The air is warm but Lake Superior remains cold. The beach is empty except for my wife and dogs. Behind me is a lighthouse - brick red with a snow white top. It has watched over this place for hundreds of years. I step into the cool water and question myself about going deeper. I hear the waves gently lapping against the shore. It seems to call to me and I continue.
At swimming depth I can count the sedimentary lines on the boulders below. The water, rich with minerals, leaves my skin feeling clean. I stay in the lake until I can no longer stand the cold. When I leave, a feeling of correctness and a sensation of being grounded washes over me. The lake’s vastness creates a gravity that drags me in and forces a balanced perspective. To the lake, my lifetime is a blink of an eye barely registered.

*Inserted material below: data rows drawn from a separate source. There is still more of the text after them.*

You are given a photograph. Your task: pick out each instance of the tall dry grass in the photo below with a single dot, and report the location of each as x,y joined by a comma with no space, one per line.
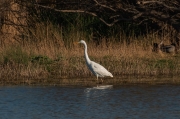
47,51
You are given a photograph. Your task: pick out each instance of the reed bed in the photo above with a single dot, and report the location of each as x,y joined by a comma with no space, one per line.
45,53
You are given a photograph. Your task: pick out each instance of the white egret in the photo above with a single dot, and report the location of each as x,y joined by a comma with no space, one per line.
95,68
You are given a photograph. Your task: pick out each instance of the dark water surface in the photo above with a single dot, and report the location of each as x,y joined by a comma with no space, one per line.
55,102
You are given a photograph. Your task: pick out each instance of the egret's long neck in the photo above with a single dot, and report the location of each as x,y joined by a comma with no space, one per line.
85,54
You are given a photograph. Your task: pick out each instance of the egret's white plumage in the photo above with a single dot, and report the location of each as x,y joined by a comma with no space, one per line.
95,68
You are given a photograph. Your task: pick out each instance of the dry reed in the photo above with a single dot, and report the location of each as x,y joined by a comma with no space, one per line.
48,55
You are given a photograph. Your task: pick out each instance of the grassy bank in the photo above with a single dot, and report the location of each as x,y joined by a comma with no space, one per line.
49,53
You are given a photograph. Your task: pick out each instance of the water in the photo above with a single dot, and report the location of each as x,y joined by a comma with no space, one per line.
122,102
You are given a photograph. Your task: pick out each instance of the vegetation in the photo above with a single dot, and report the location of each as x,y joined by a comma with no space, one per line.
42,51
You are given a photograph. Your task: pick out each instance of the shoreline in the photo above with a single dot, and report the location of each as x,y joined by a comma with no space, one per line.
88,82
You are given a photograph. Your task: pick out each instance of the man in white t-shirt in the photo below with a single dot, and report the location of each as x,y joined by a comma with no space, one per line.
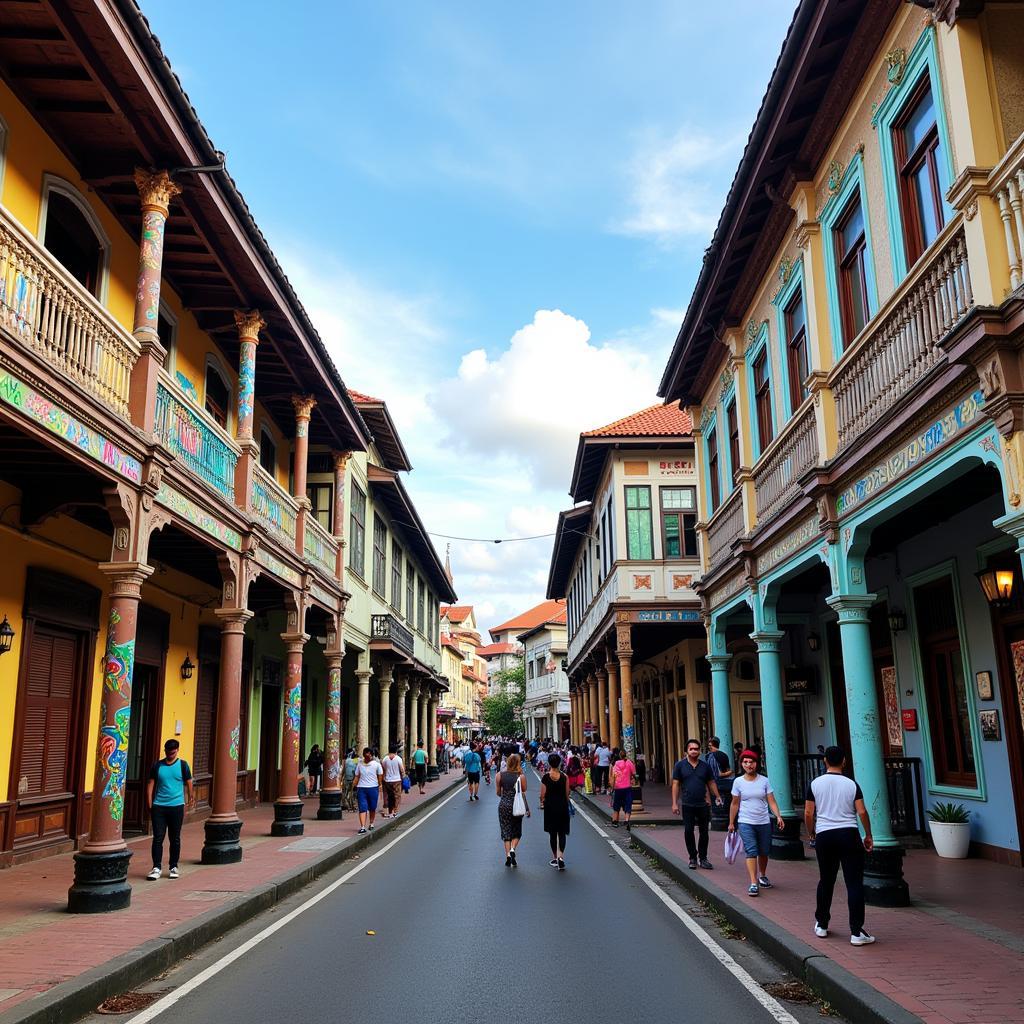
394,769
833,805
369,782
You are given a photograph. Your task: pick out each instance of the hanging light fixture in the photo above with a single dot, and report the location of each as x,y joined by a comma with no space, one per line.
6,636
997,585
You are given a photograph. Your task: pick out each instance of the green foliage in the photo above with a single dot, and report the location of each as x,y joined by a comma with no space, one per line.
949,814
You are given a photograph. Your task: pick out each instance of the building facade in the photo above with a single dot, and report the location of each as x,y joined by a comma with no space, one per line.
626,561
851,355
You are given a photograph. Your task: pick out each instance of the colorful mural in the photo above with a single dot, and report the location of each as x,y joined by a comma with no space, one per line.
58,421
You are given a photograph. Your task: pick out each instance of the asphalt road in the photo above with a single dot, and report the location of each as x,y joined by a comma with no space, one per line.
460,938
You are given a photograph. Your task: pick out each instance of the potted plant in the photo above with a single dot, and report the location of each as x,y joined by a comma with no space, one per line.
950,827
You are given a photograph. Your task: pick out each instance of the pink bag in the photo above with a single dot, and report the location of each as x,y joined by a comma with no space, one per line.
733,844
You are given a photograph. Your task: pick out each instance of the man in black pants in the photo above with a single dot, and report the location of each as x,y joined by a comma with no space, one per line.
693,780
833,805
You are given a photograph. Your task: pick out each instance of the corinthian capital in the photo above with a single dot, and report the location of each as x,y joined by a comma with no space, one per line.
156,188
249,324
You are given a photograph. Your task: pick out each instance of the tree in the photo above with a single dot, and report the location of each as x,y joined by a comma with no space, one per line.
503,710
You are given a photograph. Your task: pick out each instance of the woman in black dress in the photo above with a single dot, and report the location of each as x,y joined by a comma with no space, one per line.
555,802
510,824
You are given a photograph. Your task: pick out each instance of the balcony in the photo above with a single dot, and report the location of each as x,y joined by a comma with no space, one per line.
777,472
318,546
725,525
390,630
900,346
272,505
197,439
60,322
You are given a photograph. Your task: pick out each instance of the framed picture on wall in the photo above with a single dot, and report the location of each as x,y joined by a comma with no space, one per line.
984,683
990,725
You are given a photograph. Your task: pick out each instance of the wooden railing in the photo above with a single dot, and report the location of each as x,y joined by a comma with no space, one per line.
318,546
901,344
197,439
273,506
1007,185
725,526
790,456
54,315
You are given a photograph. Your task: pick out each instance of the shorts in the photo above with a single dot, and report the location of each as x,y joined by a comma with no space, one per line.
757,839
367,796
622,800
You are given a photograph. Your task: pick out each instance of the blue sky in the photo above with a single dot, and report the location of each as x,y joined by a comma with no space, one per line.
494,213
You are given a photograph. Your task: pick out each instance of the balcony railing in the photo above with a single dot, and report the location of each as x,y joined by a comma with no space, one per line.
388,628
725,526
44,306
197,440
273,506
901,345
791,455
318,546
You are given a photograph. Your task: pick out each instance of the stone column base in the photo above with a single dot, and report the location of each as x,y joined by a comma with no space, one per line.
221,845
287,819
100,883
786,845
330,809
884,882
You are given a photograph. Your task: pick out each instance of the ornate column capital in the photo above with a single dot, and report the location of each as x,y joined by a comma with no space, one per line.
249,323
156,189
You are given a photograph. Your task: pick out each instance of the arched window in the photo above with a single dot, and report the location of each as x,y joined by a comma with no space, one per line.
217,397
73,235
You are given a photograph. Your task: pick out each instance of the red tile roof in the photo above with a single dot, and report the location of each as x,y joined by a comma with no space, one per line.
547,611
655,421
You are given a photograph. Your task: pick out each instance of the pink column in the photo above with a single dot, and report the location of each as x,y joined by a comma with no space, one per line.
156,190
101,864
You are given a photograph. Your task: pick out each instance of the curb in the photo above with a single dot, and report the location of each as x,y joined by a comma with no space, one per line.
848,993
78,996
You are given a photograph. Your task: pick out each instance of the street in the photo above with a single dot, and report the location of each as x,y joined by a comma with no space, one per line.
477,940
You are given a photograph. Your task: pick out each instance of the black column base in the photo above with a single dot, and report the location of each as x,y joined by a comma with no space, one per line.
100,883
221,845
330,809
786,845
884,882
287,819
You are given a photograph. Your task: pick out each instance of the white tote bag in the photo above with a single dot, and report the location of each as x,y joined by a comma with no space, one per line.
519,801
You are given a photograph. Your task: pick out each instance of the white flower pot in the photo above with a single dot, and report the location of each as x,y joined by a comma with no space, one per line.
950,840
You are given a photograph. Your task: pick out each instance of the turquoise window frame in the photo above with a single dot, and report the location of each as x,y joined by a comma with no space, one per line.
853,181
922,59
980,792
730,470
752,353
780,302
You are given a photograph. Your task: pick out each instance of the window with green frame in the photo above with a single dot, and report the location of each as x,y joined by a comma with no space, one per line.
639,523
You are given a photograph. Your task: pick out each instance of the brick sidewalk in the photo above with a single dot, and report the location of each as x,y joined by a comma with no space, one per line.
42,945
954,956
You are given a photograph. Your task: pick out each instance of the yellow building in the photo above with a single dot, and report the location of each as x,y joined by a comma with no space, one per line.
851,356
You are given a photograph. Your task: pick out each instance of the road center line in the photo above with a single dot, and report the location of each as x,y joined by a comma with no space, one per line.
154,1011
778,1012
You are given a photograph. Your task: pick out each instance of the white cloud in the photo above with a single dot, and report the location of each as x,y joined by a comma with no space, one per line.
675,185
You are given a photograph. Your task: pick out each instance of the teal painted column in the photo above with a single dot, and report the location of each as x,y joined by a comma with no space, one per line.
786,844
721,706
884,870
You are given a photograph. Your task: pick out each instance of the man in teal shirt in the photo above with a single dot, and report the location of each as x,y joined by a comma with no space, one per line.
167,793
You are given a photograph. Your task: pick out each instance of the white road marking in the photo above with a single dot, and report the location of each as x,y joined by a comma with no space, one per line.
162,1005
778,1012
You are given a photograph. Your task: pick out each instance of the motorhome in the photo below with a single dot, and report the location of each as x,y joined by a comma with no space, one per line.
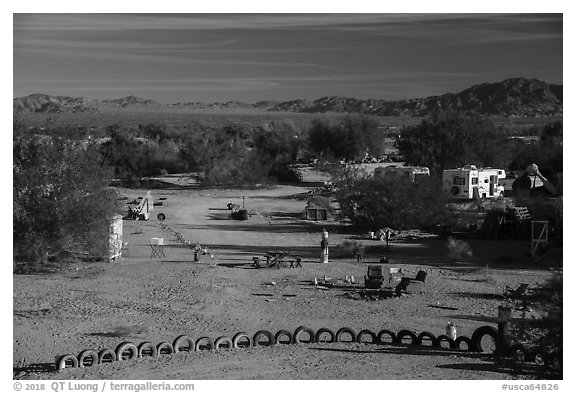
470,182
393,172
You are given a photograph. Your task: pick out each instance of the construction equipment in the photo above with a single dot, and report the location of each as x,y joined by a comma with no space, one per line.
374,277
470,182
142,211
412,285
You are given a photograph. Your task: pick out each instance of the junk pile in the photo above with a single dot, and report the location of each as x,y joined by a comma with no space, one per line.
238,213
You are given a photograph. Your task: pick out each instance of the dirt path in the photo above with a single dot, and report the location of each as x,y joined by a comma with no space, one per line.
98,305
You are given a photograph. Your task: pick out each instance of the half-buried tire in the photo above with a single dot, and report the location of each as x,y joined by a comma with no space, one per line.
342,332
445,339
479,334
147,349
223,342
283,333
304,330
67,361
256,340
87,358
402,334
184,343
204,343
241,340
164,349
427,337
463,339
126,351
386,333
106,355
367,333
321,336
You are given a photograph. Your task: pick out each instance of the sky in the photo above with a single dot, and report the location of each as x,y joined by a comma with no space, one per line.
181,57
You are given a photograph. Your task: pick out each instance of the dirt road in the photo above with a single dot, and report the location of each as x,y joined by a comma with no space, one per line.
139,298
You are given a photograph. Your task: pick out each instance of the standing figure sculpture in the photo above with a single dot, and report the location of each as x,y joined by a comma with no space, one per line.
324,246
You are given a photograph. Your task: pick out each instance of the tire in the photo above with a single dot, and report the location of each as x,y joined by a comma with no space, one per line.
281,333
444,338
553,360
321,331
207,341
237,337
223,340
106,355
538,356
406,333
164,348
518,352
480,333
186,340
385,332
86,354
366,332
428,335
303,329
147,346
125,346
463,339
65,359
259,334
343,331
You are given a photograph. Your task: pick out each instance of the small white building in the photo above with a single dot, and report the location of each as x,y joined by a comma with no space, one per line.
469,182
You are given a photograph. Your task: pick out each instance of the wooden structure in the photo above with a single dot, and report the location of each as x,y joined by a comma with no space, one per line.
316,214
115,239
539,236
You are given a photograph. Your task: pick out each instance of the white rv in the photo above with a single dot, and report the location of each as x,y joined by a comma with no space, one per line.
394,172
469,182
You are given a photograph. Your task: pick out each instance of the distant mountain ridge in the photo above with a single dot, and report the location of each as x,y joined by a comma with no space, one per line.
511,97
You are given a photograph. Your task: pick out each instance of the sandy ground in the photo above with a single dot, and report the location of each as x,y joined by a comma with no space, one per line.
139,298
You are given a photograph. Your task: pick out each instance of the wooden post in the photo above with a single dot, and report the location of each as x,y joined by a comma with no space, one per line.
503,341
539,238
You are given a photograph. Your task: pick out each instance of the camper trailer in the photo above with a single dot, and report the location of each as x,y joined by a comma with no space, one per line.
470,182
393,172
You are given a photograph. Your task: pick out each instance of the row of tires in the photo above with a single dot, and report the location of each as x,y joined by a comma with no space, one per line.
302,334
536,355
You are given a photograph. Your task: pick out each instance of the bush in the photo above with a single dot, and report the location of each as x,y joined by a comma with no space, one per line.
458,250
61,200
545,334
451,140
377,203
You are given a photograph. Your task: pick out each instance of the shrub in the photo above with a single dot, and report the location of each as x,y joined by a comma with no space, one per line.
61,200
458,250
377,203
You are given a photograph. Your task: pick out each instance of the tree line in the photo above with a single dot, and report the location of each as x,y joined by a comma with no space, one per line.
61,198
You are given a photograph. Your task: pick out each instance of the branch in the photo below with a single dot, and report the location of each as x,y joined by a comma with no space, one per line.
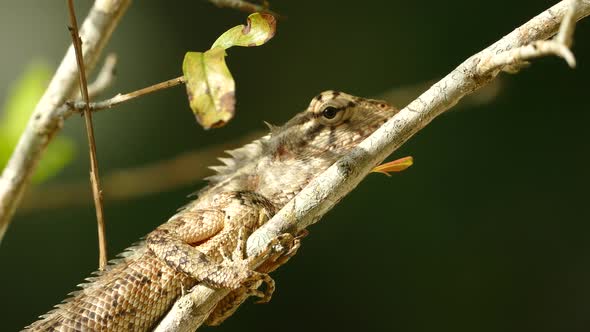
46,119
244,6
326,190
186,168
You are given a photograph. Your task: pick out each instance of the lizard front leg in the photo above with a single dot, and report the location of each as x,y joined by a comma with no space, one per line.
196,241
231,302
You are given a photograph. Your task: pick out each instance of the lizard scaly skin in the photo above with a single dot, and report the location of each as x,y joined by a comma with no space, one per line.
205,241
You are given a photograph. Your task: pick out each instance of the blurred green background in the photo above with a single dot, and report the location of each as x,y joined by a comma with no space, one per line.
488,231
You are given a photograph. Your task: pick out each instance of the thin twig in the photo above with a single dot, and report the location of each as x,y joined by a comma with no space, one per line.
186,169
47,118
190,311
105,76
121,98
129,183
94,178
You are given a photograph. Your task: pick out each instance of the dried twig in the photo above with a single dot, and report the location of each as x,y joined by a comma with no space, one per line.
69,107
47,119
105,76
325,191
94,177
126,184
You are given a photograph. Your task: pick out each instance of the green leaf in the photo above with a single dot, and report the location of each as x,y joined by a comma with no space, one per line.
210,87
209,84
23,96
259,29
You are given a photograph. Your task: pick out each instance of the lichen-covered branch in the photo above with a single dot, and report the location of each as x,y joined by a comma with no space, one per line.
326,190
46,119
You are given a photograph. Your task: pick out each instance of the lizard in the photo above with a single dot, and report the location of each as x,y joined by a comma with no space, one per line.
204,242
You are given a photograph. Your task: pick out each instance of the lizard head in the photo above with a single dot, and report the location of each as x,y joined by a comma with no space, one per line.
333,123
280,164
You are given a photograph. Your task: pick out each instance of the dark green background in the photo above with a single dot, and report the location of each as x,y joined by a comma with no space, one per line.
488,231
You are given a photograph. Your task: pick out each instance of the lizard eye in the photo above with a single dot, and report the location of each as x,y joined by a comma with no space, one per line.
330,112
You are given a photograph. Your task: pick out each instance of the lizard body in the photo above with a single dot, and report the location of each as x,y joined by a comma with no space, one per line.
205,241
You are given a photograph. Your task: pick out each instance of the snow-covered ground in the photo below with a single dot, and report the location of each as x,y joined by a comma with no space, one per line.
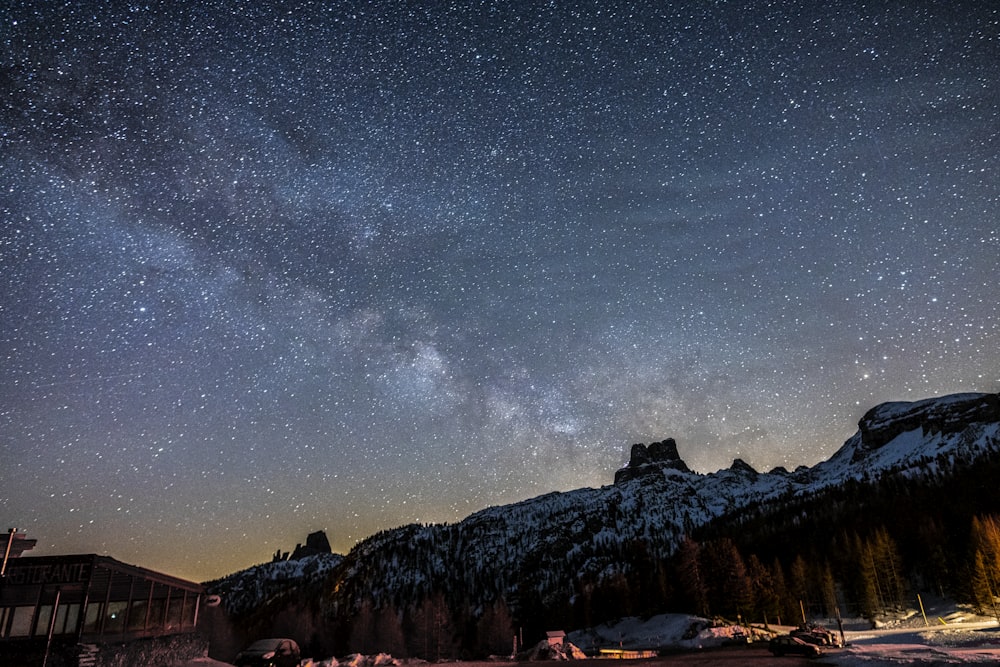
949,636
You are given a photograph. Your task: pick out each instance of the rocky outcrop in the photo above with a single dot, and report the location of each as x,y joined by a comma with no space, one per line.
651,460
316,544
950,414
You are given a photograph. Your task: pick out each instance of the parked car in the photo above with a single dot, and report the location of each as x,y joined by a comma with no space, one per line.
816,634
789,645
273,652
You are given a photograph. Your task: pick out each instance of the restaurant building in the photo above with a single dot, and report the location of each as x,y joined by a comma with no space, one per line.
67,610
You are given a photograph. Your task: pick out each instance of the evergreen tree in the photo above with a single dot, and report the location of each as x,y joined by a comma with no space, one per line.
691,583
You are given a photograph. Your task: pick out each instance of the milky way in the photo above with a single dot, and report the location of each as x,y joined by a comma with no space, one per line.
274,268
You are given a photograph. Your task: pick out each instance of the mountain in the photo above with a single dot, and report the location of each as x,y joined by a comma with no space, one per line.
580,557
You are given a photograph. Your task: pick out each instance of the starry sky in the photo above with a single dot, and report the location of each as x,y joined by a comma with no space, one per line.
271,268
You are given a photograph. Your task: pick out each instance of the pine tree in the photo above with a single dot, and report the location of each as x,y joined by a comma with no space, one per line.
985,545
689,574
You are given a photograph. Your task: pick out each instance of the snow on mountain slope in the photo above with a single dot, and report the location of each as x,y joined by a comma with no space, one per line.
544,547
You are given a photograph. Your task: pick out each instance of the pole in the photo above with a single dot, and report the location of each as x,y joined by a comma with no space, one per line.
52,627
6,553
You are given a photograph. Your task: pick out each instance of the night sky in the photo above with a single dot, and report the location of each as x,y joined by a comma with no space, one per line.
271,268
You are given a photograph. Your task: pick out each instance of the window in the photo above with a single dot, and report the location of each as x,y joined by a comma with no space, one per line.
21,623
137,615
44,615
66,617
92,619
114,618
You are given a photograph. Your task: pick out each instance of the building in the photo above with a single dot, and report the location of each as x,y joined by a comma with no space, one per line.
65,603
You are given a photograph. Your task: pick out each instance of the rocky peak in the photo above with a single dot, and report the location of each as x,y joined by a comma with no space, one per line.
742,467
651,459
944,415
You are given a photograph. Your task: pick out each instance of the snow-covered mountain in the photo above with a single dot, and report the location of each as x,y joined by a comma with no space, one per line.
543,553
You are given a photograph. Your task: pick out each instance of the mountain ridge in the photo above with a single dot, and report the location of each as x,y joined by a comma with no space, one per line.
549,552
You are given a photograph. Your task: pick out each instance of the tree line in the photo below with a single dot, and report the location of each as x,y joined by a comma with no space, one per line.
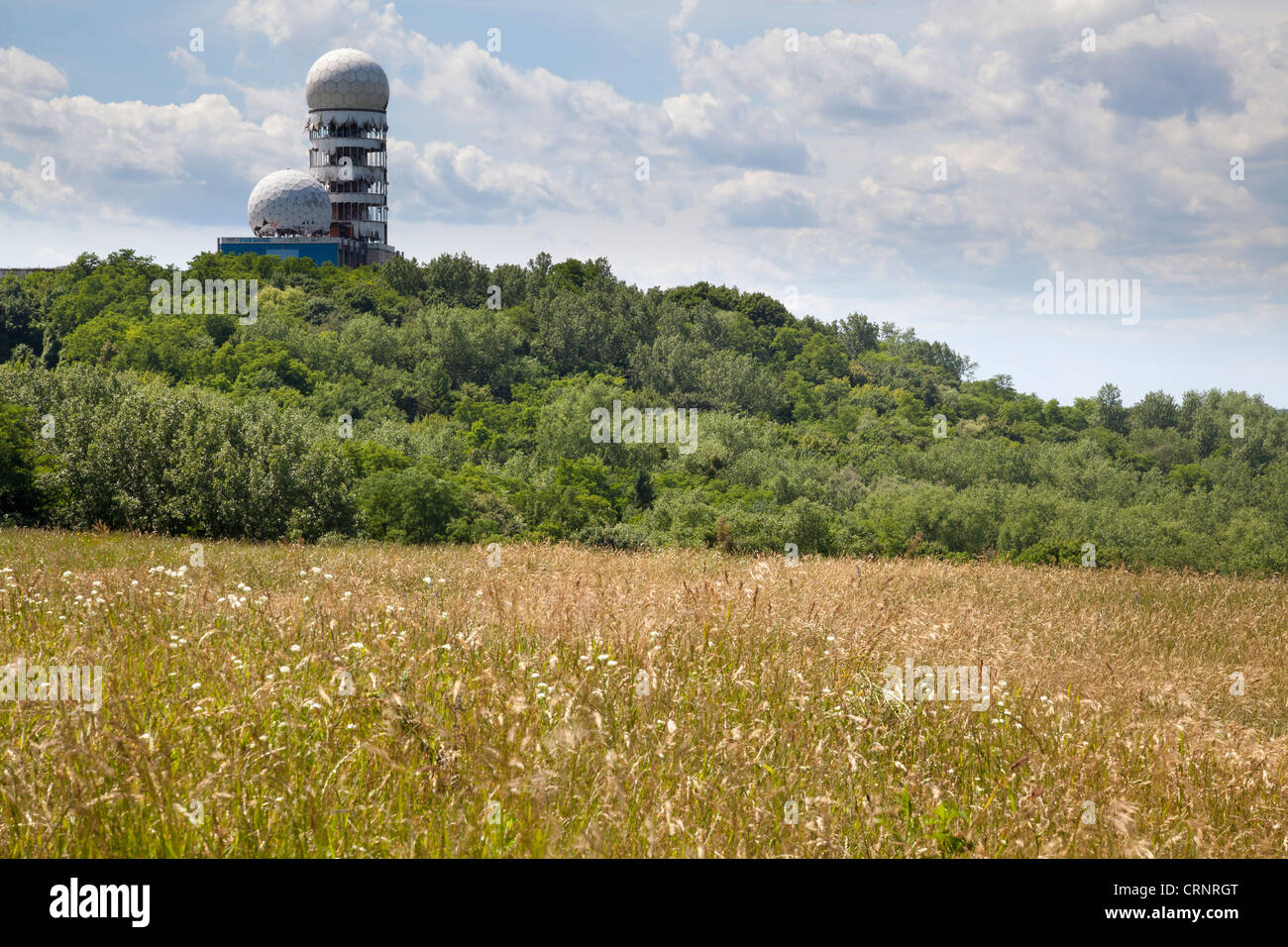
451,401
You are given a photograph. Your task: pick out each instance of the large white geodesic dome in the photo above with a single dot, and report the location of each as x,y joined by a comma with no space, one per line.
288,202
347,78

My phone rings, interrupting my memory. “Hey, it’s Jonathan (Windy City Spinoni), Primo passed and I’m headed to Madison to meet Jordy Jordahl for the necropsy”. Primo was getting older but his passing was sudden and unexpected. Primo was not only the workhorse of an avid duck hunter but also a beloved family member.
I know all too well the utter devastation that remains when a good dog’s time has come. Those feelings rush in addition to a selfish feeling of disappointment. I wanted to watch the extolled dog work. Having only recently met Jordy and Primo, that opportunity was gone. I would now only hear stories in the calm moments between ducks.
I was worried. Primo was billed as first string in the upcoming season. Primo’s backup, Rupert, was tagging along to learn the ropes and gain valuable exposure. I had little duck hunting experience and the thought of taking on the Mississippi River felt a little overwhelming. Relying on Jordy’s experience, I committed to the hunt.
“Here is the plan… I think we should be up around 2:30 a.m. …” Jordy explains as we pack up the boats in preparation for the morning. It’s after dark and I am tired just thinking about it. But I’m also excited. The Mississippi River runs deep in American folklore and I had the opportunity to witness it from the hull of a flat bottomed duck boat.
When we arrive at a launch point near Pool #9 of Upper Mississippi River National Wildlife Refuge, the Armistice Day darkness is broken only by headlamps and trailer lights. We hurriedly get the boats ready and depart. I am to helm the second boat and stick close to Jordy as we weave our way through the sloughs. Pulling the cord on the outboard engine at full choke, the engine sputters and dies. Half choke, the engine feels muted as I let it warm for a minute or two. Full choke, the engine revs to life seeming eager for the morning hunt.
I reverse away from the ramp turning to the port side 25 yards behind Jordy. I turn the throttle ready to head up river. The boat lurches forward and dies. Jordy begins to pull away as the current turns us toward the starboard side. I pull the rope… nothing. Half choke, nothing. Full choke, the engine sputters and my life preserver twists, wrapping me up like a straight jacket. I fumble for the buckles and remove it. One, two, three pulls and the engine sputters to life ready to stall. Half choke, it rumbles, a little throttle, it revs then sputters. Choke off, throttle, the bow jumps while I turn hard port and close the distance to Jordy’s boat now barely visible.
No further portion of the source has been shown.